Il a suffi d'une électrode plantée au cœur du cerveau pour soigner des dépressions qui résistaient jusque-là à tous les traitements. Cinq ans après, l'efficacité perdure.

Stimuler électriquement le circuit cérébral de la récompense pourrait traiter des dépressions sévères. C'est en tout cas l'hypothèse suivie avec succès par le Docteur Thomas Schlaepfer, de l'université de Bonn en Allemagne. «L'anhédonie, l'absence de plaisir ressenti après une expérience positive, est un trait typique de la dépression sévère. Cela suggère une dysfonction du circuit de récompense», explique-t-il. Un petit amas de neurones enfoui à l'intérieur de chaque hémisphère, le noyau accumbens, y joue un rôle. C'est là que les chercheurs ont choisi d'implanter un stimulateur cérébral.
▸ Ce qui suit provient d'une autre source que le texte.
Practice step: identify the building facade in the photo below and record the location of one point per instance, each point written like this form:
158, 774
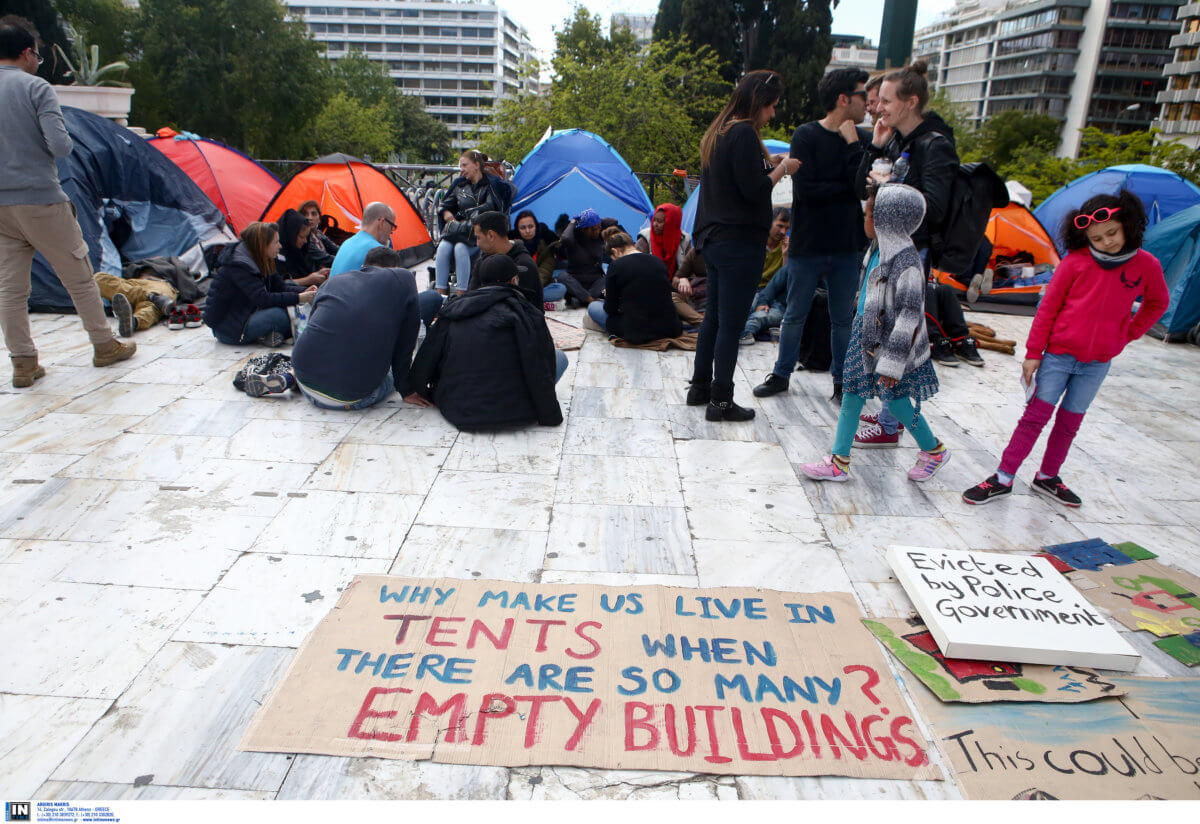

Cette technique est utilisée depuis plus de vingt ans pour traiter les mouvements anormaux de la maladie de Parkinson. Elle consiste à forer un trou d'un demi-centimètre de diamètre, y insérer une électrode, la fixer au crâne pour qu'elle ne puisse plus se déplacer, la brancher à un câble fin glissé sous le cuir chevelu jusque derrière l'oreille et le long du cou et, enfin, la relier à un stimulateur implanté au-dessous de la clavicule. Dans la maladie de Parkinson, les résultats sont immédiats. Dans la dépression sévère, il a fallu attendre un mois, mais l'état des dix patients testés s'est amélioré et, pour la moitié d'entre eux, le score de dépression a baissé de plus de 50 %. «On ne s'attendait pas à une telle réussite car il s'agissait de patients qui avaient déjà essayé en moyenne une trentaine de traitements différents, jusqu'à 61 pour l'un d'entre eux, sans succès», raconte le Docteur Schlaepfer.

  • Une technique réservée aux cas très sévères

Aucun signe d'accoutumance : la stimulation du système de récompense ne fonctionne pas comme une drogue. Et son efficacité se confirme à long terme: les patients qui ont bien répondu au départ répondent encore après de 2 à 5 ans de traitement. Un résultat remarquable car un traitement antidépresseur est rarement efficace si longtemps. «Certains ont même pu reprendre un travail alors qu'il s'agissait de patients qui pouvaient rester toute la journée au fond de leur lit.» Le traitement n'a malheureusement pas empêché l'un des volontaires de se suicider. «Ordinairement, plus de 20 % de ces patients mettent fin à leurs jours, le risque est donc plutôt diminué avec la stimulation», précise le Docteur Schlaepfer.

Des alternatives au noyau accumbens sont déjà explorées. Une étude pilote menée par l'équipe allemande montre que la stimulation d'une petite zone située juste en amont semble plus vite efficace. La stimulation de plusieurs cibles à la fois est aussi envisagée. L'essai préliminaire français Presthym, coordonné par le Professeur Bruno Millet du CHU de Rennes, évalue ainsi la stimulation du noyau accumbens, de la partie limbique du noyau caudé et des deux à la fois. Les résultats devraient être publiés d'ici quelques mois.

Prometteuse, la stimulation cérébrale profonde restera une technique réservée aux cas de dépression résistante et chronique sévère. «Le programme d'évaluation Sthym qui a été lancé en France s'est imposé des règles éthiques extrêmement strictes de sélection des patients, insiste le Docteur Nicolas Baup, du CHU de Sainte-Anne (Paris). La procédure est lourde et n'est pas sans risque. C'est une alternative d'exception.»